Complex management systems are driven from fear not efficiency.

Before I decided to become a coach and skills developer I spent the early part of my career in the systems world. Not computers and software systems, but people and process systems. These are the structures that make up the formal and informal channels of tasks and people working together in every organisation.

Although I spent a lot of time looking at the systems themselves, I soon realised that the ‘people part’ was the critical difference between an efficient and effect system and one that is neither.

I am still a qualified systems auditor and my work invariably crosses over when I am coaching and training individuals who are frustrated with the perception that they cannot make positive changes in their workplace.

Every organisation operates under a system of some sorts, ranging from simple to sophisticated. As organisations grow, processes and paperwork invariably become more complex. If organisations aren’t careful their systems can end up looking like a shanty town, a labyrinthine of actions and information rather than nice neat housing estates well planned and functional.

Have you ever heard the phrase “this is the way we’ve always done it?”

People often feel comfortable with familiar tasks and change can be traumatic for them. New employees can be seen as trouble makers if they suggest new ways and challenge the status quo.

We don’t always feel like we can challenge the norm or make it our own.

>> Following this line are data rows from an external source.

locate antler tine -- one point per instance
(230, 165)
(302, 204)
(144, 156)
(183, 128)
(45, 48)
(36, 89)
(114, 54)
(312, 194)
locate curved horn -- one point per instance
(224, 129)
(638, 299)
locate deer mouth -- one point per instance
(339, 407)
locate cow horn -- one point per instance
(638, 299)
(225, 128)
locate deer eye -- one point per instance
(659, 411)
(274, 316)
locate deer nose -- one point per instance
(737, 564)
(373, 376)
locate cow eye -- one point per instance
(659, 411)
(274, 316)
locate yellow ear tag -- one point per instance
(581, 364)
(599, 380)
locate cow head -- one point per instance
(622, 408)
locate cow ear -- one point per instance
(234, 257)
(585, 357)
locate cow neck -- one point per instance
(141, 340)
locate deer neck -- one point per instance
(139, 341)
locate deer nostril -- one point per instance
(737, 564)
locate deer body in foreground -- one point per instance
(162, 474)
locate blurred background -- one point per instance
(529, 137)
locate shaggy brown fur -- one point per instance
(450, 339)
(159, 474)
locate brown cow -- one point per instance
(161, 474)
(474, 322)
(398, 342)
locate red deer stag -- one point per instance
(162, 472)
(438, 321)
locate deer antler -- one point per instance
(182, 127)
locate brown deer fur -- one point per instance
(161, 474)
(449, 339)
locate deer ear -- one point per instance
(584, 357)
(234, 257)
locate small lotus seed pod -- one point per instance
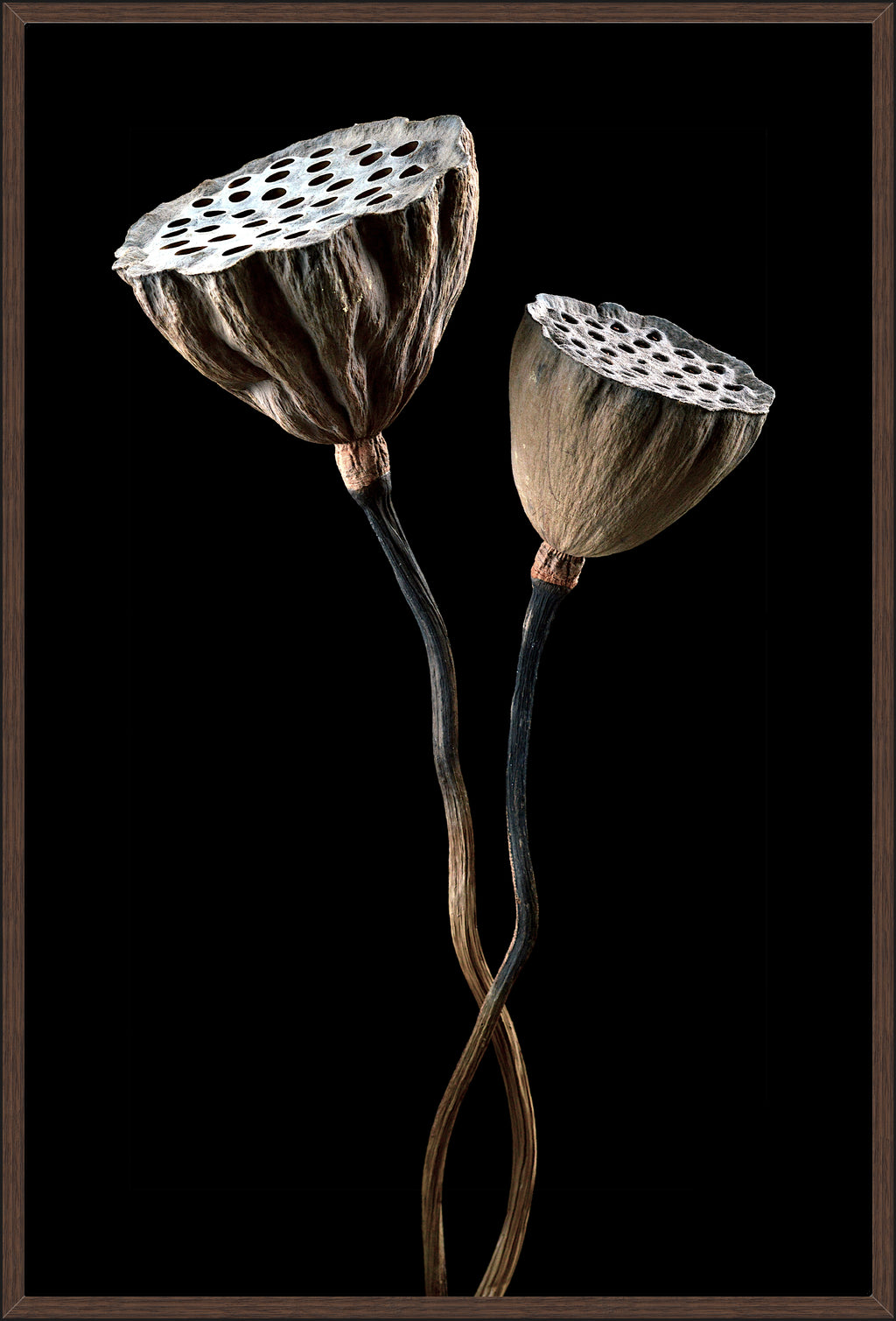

One organisation I worked with had a complex and bureaucratic client on-boarding system. The team felt hampered because every small change had to be checked and rechecked at different levels of the organisation before being signed off by the Executive Director.

When I got to the crux of the matter it transpired that some time ago a team member accepted a client that did not meet the criteria submitting a request that was wrong and the company lost money. Rather than going the root cause, everyone, including potential clients were being punished by a long on-boarding cycle.

Here are some tips to making sure your system is a living, contributing part of your organisation.

  1. When you are small keep the systems as nimble and flexible as possible. Cut the paperwork to a minimum and communicate often. Empower your team to make decisions and multitask.

  2. As companies grow, business owners can often hold onto the reins well beyond practical means and this can stifle innovation and trust. Give people parameters to work within and the power to make decisions. If something goes wrong (and it will) use it a learning opportunity not an impunity opportunity.

  3. Education and knowledge is key. People need to know why they are doing a task in a particular way and the desired outcome. It enables employees to concentrate on the most important elements and allows them to innovate if there is a more efficient or effective method available. It also lets them make their own decisions about what’s important so customer satisfaction can be maximised.

  4. Build systems that are client friendly not just worker friendly. I get frustrated with organisations that make it hard for me to work with them. Three years ago some guy didn’t process the form right so now there are 15 checks and it takes three weeks for me to get my information. Remember why you are in business.

  5. A picture tells a thousand words. Long winded written policy and procedures are rarely read or used. Overly complex documents often lead to informal steps being added. If you can, use pictograms, flowcharts and videos to describe agreed methods and make them readily available.

Your system is a living thing. Let it change, adapt and serve you. Regularly review how you do things and try new methods constantly. Believe me, your team will love you for it.